If you’ve tried to wear a VR headset in a moving car before – hopefully not while driving it yourself – you’ll probably know why it’s a bad idea. Motion sickness can be a serious kill-joy for any sort of virtual reality experience, particularly when you’re in a vehicle and your body is getting conflicting messages to what your eyes are seeing.
What sets the Holoride experience apart is how integrated the VR experience is to the movements of the car itself. The experience is designed to tie in all of the telemetry data captured by the e-tron’s sensors, and synchronize every turn, every acceleration, and every braking maneuver to match the gaming experience.
At one point, for instance, we got an audio cue that we were speeding up… then suddenly I felt a massive acceleration – as if I was blazing through space. In reality, the e-tron sped up quickly from around 20mph to 90mph. The demo game and the car data are sync’d up, but what Audi and the Holoride team tells me is that the aim is to make gaming experience more “elastic.” Depending on how long your drive route is, and what unexpected delays you might encounter, that’s how long the game will last.
It’s still early days for Holoride as an experience and as a platform. The gist of this particular early demo was to demonstrate the potential of the platform as a new entertainment category. I can certainly see this going beyond entertainment. Imagine being in Rome, where traffic may be slower: instead of a game, Holoride could load up an educational experience, as you drive through the Roman Empire back in the days when it was ruled by Caesar, while in reality you Uber to your lunch date or home from work.
Just because Marvel’s Avengers: Rocket’s Rescue Run was set in space, there’s no reason every Holoride trip needs to be on the macro scale. A different experience could take you into the human body, your route through veins, organs, and more all echoing the movements of the car outside you.
Holoride isn’t an Audi product, and nor is it completely owned by Disney. They plan to onboard addition investors in the future, in fact, with the eventual goal of opening the platform the broader content creator community. Other automakers are expected to join in on the fun, too, though I’m perhaps most excited about the potential when it’s the car itself doing the driving.
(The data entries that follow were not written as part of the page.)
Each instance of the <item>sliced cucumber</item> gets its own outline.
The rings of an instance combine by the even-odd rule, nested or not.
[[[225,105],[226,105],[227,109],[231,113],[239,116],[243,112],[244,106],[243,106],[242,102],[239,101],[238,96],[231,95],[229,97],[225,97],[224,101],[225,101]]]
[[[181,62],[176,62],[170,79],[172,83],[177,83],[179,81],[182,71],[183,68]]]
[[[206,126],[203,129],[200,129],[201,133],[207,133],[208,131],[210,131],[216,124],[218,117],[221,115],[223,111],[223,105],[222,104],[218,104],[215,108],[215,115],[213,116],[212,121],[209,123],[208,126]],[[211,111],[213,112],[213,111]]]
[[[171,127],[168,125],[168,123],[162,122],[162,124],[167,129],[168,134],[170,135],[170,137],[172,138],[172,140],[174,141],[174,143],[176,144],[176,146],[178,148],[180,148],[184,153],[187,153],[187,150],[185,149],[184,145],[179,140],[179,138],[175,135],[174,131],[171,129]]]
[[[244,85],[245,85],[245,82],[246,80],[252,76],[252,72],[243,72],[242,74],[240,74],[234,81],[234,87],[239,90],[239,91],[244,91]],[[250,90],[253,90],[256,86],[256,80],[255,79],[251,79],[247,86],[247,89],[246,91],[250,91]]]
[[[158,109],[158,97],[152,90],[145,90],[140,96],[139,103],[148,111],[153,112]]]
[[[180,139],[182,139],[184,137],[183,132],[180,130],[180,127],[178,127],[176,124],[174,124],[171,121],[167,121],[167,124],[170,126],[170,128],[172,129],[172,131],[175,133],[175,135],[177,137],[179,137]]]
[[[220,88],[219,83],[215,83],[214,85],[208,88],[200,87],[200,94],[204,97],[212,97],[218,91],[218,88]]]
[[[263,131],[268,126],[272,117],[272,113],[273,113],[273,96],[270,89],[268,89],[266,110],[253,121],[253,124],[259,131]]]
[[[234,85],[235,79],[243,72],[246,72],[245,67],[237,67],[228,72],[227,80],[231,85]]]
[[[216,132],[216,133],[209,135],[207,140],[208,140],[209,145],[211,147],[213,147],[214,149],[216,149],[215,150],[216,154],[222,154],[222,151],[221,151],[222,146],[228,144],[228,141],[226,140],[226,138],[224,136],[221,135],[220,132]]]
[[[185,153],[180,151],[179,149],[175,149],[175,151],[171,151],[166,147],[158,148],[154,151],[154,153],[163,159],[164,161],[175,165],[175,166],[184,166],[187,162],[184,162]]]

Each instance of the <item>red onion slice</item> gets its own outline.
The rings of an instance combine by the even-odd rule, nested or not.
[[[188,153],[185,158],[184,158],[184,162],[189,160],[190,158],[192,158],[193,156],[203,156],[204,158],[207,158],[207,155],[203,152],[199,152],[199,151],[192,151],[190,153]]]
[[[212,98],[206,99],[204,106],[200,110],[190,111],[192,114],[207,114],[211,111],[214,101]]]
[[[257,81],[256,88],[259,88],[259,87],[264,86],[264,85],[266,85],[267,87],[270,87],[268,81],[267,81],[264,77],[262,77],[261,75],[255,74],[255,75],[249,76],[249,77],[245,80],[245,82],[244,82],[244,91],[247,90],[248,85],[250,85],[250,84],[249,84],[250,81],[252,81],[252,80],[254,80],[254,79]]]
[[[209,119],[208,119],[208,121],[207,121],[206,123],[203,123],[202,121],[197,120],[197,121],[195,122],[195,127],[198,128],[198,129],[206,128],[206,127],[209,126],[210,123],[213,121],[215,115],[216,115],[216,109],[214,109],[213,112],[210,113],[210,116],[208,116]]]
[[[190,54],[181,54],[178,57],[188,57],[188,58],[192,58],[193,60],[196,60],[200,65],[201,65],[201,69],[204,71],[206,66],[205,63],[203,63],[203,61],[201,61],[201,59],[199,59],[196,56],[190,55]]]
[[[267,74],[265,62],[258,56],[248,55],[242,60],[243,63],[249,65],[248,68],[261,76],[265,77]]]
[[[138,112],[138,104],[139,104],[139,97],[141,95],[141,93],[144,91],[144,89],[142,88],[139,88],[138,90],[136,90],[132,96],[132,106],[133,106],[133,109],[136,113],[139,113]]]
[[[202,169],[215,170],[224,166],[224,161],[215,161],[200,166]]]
The question of what occupants in a self-driving vehicle will occupy themselves with is one several car companies have experimented with. Mercedes-Benz’s F 015 Luxury In Motion autonomous prototype back in 2015 envisaged transparent displays, for instance, that could either show the real world moving past the car, or replace that with something more aesthetically pleasing. More recently, Volvo explored the idea of replacing the traditional car interior with a sleeper cabin, with the goal of replacing short-haul flights with a fleet of driverless pods instead.
Even if the seats you’re sitting in during your autonomous car ride are more traditional, Holoride could easily tap into more of the driverless sensor data to augment the experience. The LIDAR scanners used to spot pedestrians, cyclists, and other objects around an autonomous vehicle could used to transform those people into aliens to battle, animals on a virtual safari, or something else within the game. In effect, every adventure would be different, because every trip would be slightly different.
All-in all, for a few minutes I felt like I was Rocket flying around space. I tried shooting at Iron Man, as you do, but of course you can’t; he’ll talk back to you if you hit just right, mind.
It’s early days for Holoride, certainly. This one demo experience is a long way from being market-ready, and it’s unclear just how much it could have deviated from the script and route that Audi and Disney’s ride-along was following. All the same, for one of the first times in a new car I wasn’t tempted to call shotgun for the front seat, and once Holoride starts to gather pace and developers pick up on experiences, the VR world is only going to get more intriguing.